A Conversation with Jessica Glasscock on Curating the Space Between Fashion & Faith
Written by Emilia Jane Boulton & Diana Yichu Cao
Like The Metropolitan Museum of Art’s now most popular exhibition, Heavenly Bodies: Fashion and the Catholic Imagination, the Dorothy Hirshon Suite at The New School was packed out with students and faculty wanting to listen to Jessica Glasscock’s presentation on the curation behind the exhibit in question.
It was rather fitting when Ms. Glasscock, the Research Associate at the Metropolitan Museum’s Costume Institute, described the journey one goes through in the exhibit as a “pilgrimage.” We both would definitely use that word if we were to describe our journey to The Met Cloisters in Washington Heights of Upper Manhattan, but it was definitely worth it!
The conversation between Ms. Glasscock and Fiona Dieffenbacher (Assistant Professor of Fashion Design at Parsons) and Mark Larrimore (Associate Professor of Religious Studies at Eugene Lang) had raised interesting questions, and in particular, how the topic of Catholicism was articulated to the wider public and its diverse cultures.
It was really insightful to hear from Ms. Glassock that she believed her atheism had enabled her to translate the theme and concept effectively with her team because she too had to learn the many layers of Catholicism herself.
On the topic of the logistics behind the curation, some of the practical aspects that had to be considered for the exhibition ended up giving the exhibit an “ethereal” quality. There was the example of the heavily embellished Christian Dior dress, which was displayed at The Met Cloisters.
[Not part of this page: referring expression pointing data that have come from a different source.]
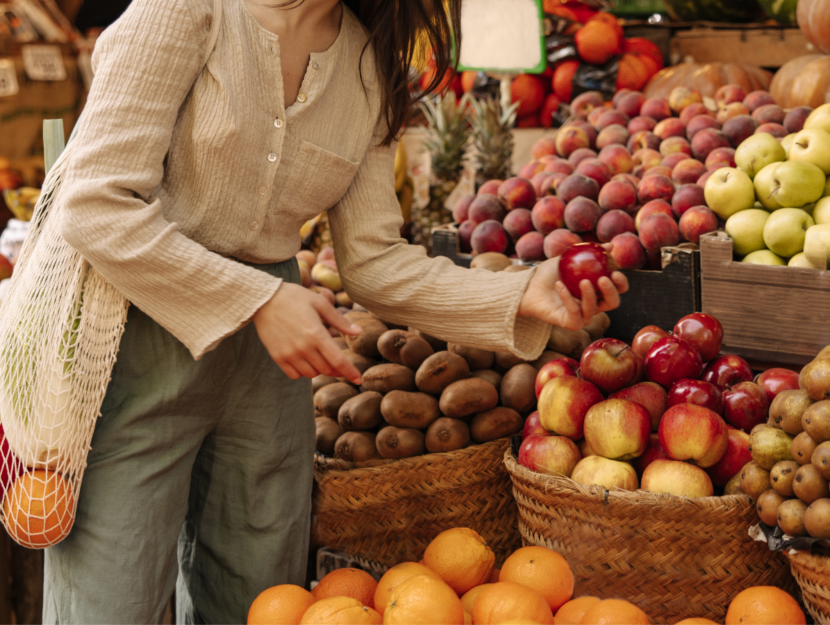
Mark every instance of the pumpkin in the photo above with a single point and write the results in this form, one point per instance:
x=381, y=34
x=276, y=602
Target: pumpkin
x=804, y=81
x=707, y=78
x=814, y=21
x=712, y=10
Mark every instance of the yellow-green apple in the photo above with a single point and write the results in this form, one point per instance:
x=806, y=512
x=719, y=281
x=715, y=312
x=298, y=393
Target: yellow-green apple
x=737, y=455
x=747, y=230
x=617, y=429
x=690, y=432
x=676, y=478
x=650, y=396
x=610, y=474
x=552, y=455
x=785, y=231
x=563, y=404
x=757, y=152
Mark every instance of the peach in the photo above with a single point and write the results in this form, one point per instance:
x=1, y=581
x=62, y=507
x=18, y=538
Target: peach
x=489, y=236
x=612, y=223
x=688, y=171
x=560, y=240
x=548, y=214
x=582, y=214
x=618, y=195
x=655, y=188
x=658, y=231
x=628, y=252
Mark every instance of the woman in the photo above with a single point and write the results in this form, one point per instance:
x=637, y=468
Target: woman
x=187, y=188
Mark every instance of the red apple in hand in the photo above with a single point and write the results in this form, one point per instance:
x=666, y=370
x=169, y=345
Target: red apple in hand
x=696, y=392
x=690, y=432
x=555, y=369
x=703, y=331
x=584, y=261
x=671, y=359
x=647, y=337
x=611, y=365
x=727, y=371
x=745, y=405
x=736, y=456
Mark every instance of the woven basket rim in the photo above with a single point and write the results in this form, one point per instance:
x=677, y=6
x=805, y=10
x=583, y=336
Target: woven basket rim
x=638, y=497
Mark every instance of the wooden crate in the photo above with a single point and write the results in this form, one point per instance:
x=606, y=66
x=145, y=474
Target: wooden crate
x=769, y=314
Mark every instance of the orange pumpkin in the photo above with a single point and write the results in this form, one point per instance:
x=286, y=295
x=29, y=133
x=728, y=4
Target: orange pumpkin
x=707, y=78
x=804, y=81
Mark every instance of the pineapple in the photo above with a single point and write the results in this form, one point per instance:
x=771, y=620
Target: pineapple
x=446, y=140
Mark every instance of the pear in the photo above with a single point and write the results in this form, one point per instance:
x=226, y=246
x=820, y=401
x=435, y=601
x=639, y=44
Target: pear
x=770, y=446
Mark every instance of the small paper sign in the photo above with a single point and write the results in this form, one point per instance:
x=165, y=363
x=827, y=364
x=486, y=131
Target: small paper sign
x=43, y=63
x=8, y=78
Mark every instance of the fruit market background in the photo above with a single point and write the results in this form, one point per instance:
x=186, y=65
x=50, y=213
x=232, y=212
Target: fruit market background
x=694, y=135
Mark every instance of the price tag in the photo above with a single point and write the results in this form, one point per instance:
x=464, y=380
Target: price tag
x=43, y=63
x=8, y=78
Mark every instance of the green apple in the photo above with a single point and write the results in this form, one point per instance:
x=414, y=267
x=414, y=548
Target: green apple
x=729, y=191
x=795, y=183
x=819, y=118
x=758, y=151
x=746, y=229
x=811, y=145
x=763, y=257
x=785, y=230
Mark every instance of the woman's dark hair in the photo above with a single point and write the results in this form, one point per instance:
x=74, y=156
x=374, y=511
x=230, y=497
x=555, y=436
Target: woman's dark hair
x=395, y=27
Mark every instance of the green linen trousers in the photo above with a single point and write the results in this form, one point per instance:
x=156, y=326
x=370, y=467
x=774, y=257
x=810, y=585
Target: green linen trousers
x=199, y=479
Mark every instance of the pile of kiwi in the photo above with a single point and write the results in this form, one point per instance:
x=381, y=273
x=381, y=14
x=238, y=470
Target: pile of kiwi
x=423, y=395
x=789, y=476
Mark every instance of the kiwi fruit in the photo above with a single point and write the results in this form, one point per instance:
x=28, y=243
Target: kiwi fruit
x=387, y=378
x=393, y=442
x=787, y=409
x=447, y=434
x=410, y=410
x=816, y=421
x=361, y=412
x=817, y=519
x=327, y=400
x=518, y=389
x=791, y=517
x=476, y=358
x=781, y=477
x=404, y=348
x=439, y=371
x=802, y=448
x=468, y=396
x=754, y=479
x=328, y=431
x=767, y=506
x=809, y=485
x=495, y=423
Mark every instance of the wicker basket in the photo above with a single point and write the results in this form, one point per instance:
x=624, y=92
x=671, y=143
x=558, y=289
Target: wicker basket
x=674, y=557
x=386, y=512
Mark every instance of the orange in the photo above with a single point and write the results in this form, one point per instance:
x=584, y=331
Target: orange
x=340, y=611
x=575, y=609
x=614, y=612
x=503, y=601
x=396, y=576
x=762, y=605
x=39, y=508
x=352, y=583
x=543, y=570
x=285, y=603
x=423, y=600
x=461, y=558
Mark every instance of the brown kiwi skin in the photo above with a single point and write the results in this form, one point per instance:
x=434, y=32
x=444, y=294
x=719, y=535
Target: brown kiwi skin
x=447, y=434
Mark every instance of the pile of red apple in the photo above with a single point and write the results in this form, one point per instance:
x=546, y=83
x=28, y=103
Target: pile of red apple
x=631, y=172
x=666, y=414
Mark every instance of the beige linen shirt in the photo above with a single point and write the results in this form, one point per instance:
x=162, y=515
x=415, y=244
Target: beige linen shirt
x=178, y=167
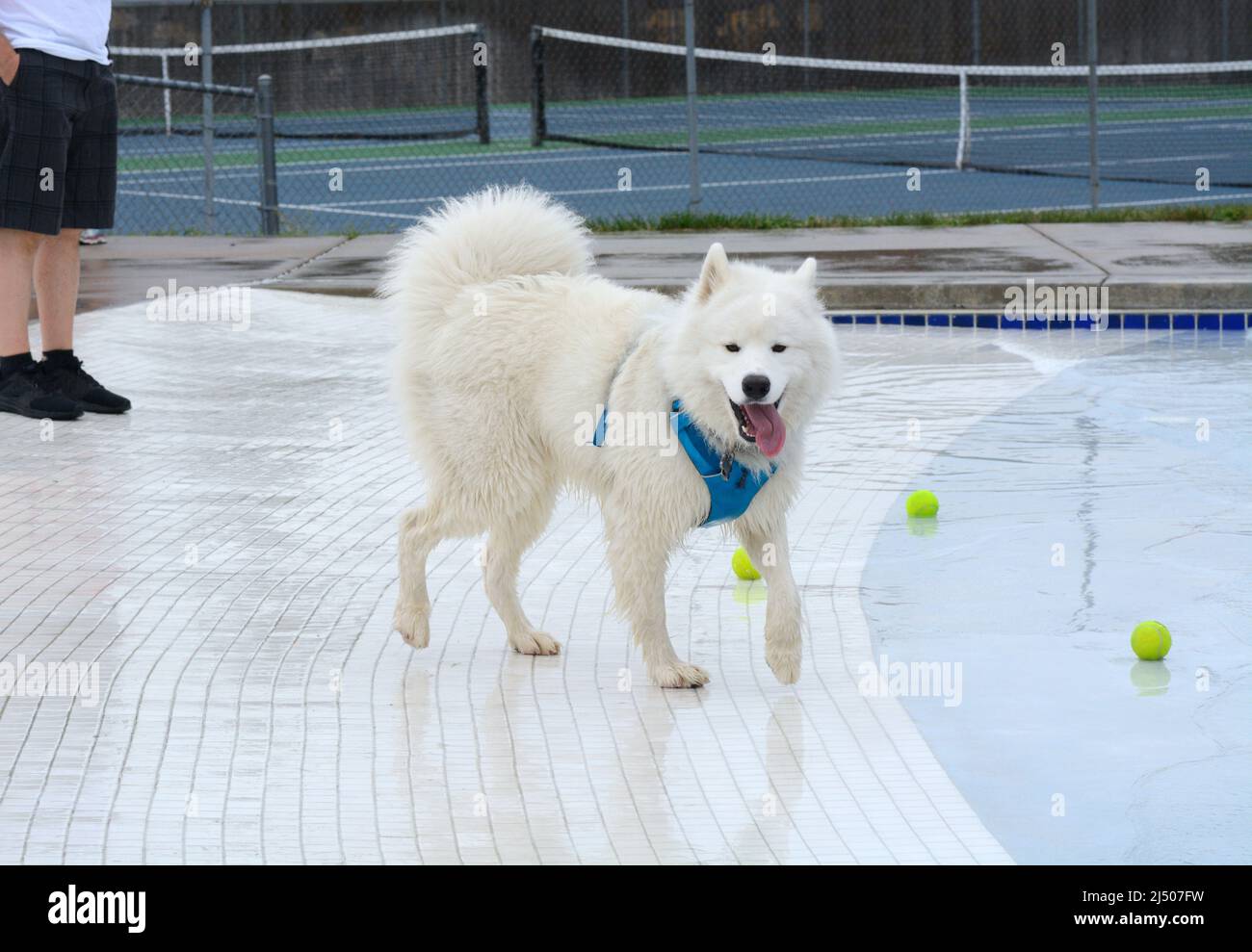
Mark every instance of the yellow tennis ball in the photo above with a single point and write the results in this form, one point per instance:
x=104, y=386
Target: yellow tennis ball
x=922, y=504
x=1151, y=641
x=743, y=566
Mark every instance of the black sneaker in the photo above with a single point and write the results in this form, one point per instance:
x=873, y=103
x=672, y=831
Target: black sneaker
x=67, y=378
x=25, y=392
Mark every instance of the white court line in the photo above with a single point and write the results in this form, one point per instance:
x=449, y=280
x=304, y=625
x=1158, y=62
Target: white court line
x=597, y=154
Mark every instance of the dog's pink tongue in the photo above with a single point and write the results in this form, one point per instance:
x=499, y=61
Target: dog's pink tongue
x=770, y=429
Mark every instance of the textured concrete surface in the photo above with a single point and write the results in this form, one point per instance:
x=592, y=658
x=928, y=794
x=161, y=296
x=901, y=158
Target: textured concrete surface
x=223, y=559
x=1159, y=267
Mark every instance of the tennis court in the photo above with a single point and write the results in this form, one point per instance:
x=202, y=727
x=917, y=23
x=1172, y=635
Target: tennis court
x=812, y=137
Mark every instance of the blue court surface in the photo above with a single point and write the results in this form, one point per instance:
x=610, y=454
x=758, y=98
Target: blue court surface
x=1150, y=155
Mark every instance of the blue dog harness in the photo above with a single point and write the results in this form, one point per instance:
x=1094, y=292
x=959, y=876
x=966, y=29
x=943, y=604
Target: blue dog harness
x=731, y=485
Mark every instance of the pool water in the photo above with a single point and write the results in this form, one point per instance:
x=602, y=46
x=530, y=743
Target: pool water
x=1112, y=492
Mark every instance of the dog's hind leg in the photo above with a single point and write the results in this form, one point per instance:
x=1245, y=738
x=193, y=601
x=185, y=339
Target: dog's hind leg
x=421, y=529
x=506, y=544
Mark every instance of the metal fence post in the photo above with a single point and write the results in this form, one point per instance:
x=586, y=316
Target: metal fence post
x=480, y=89
x=268, y=159
x=207, y=111
x=538, y=123
x=692, y=132
x=626, y=53
x=1092, y=99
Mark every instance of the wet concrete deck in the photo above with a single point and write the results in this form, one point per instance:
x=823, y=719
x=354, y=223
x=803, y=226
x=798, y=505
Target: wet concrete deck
x=1146, y=266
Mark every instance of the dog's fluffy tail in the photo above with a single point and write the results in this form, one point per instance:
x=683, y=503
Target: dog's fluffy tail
x=492, y=234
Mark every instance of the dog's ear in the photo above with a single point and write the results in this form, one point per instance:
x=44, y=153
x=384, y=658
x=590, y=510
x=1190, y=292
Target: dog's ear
x=713, y=274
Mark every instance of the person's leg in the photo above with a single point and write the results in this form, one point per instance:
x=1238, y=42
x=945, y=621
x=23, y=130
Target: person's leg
x=91, y=187
x=24, y=388
x=16, y=266
x=57, y=278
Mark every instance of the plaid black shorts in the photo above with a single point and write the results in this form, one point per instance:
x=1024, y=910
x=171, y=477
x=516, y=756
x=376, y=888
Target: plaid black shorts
x=58, y=145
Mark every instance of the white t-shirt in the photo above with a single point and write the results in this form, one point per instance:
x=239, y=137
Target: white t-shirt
x=71, y=29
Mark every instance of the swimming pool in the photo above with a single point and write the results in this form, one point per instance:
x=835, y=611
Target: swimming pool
x=1112, y=492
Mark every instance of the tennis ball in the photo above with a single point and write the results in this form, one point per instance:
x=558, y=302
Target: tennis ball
x=1151, y=641
x=743, y=566
x=922, y=503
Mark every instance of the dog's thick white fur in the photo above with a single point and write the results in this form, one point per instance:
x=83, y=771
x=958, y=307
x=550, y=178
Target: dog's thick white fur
x=509, y=346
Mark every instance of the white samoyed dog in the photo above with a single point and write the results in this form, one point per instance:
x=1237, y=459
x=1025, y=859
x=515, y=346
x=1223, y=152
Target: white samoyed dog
x=511, y=351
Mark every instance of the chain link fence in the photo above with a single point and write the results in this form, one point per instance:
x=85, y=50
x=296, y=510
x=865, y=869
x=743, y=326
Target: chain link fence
x=806, y=108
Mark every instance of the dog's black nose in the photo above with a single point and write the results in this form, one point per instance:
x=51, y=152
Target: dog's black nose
x=755, y=387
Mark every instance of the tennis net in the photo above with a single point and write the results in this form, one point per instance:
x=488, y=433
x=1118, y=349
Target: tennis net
x=1156, y=123
x=407, y=86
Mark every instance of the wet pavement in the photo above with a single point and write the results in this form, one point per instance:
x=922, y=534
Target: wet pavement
x=218, y=566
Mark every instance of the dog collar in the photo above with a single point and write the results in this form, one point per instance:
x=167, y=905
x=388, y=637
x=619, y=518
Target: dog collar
x=731, y=485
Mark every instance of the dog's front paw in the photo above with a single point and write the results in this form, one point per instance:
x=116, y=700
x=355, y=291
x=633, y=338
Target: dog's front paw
x=784, y=660
x=679, y=675
x=413, y=625
x=534, y=643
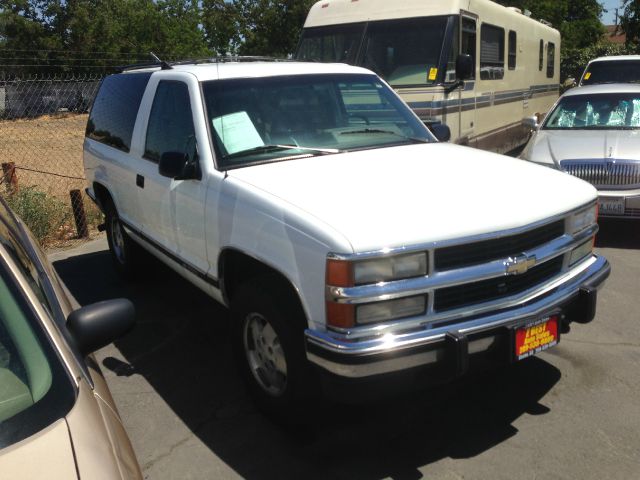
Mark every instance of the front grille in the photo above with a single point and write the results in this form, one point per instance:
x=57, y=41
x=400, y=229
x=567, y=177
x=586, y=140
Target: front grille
x=488, y=250
x=604, y=173
x=483, y=291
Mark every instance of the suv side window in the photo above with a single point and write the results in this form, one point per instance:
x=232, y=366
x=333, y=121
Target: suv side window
x=170, y=126
x=114, y=111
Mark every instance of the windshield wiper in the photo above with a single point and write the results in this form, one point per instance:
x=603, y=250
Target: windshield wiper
x=388, y=132
x=275, y=148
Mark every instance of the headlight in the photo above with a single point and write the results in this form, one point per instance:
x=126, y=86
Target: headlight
x=581, y=220
x=345, y=273
x=390, y=268
x=390, y=309
x=354, y=273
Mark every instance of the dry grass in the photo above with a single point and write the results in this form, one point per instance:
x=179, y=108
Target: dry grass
x=51, y=144
x=47, y=153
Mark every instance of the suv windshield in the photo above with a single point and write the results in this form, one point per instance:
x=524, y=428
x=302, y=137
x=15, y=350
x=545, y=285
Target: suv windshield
x=612, y=71
x=404, y=52
x=256, y=120
x=602, y=111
The mannequin was lying down inside a glass coffin, and it appeared to have “floated” off the ground, portraying an almost “ghostly” atmosphere. While we stood there thinking it was for atmospheric effects, Ms. Glasscock stated that it was to protect the delicate sequins from being damaged by the weight of the dress. A “happy coincidence” one could say.
As Ms. Glasscock led the audiences through the journey of The Costume Institute designing and curating the most visited exhibition in the history of the Met, one cannot help but perceive the deep connections between artwork and fashion. Citing the Curator in Charge of the Costume Institute, Andrew Bolton’s extraordinary ability to put different pieces into the conversation.
Ms. Glasscock vividly illustrated how the team at the Costume Institute and other departments at the Met collaborated to create a coherent, expansive narrative of the fashion influenced by Catholicism. The exhibition also included an unprecedented number of pieces from the Vatican. Originally requesting four to eight pieces, the team was elated to borrow 42 pieces.
Susan B. Kaiser stated in her book, Fashion and Cultural Studies, “Religion… is an important subject position for some individuals and deserves its own deeper analysis.” (2012) With Kaiser’s quote imprinted in our minds under the current political and cultural climate, we appreciate the meticulous efforts of the team to present those pieces in a respectful manner.
Ms. Glasscock said that the team was aware that the exhibition would attract audiences with a diverse array of interests and created three exhibition tours to cater to their various interests. Judging from the heartfelt gratitude and appreciation expressed in the Q&A session, we can safely say that mission was accomplished.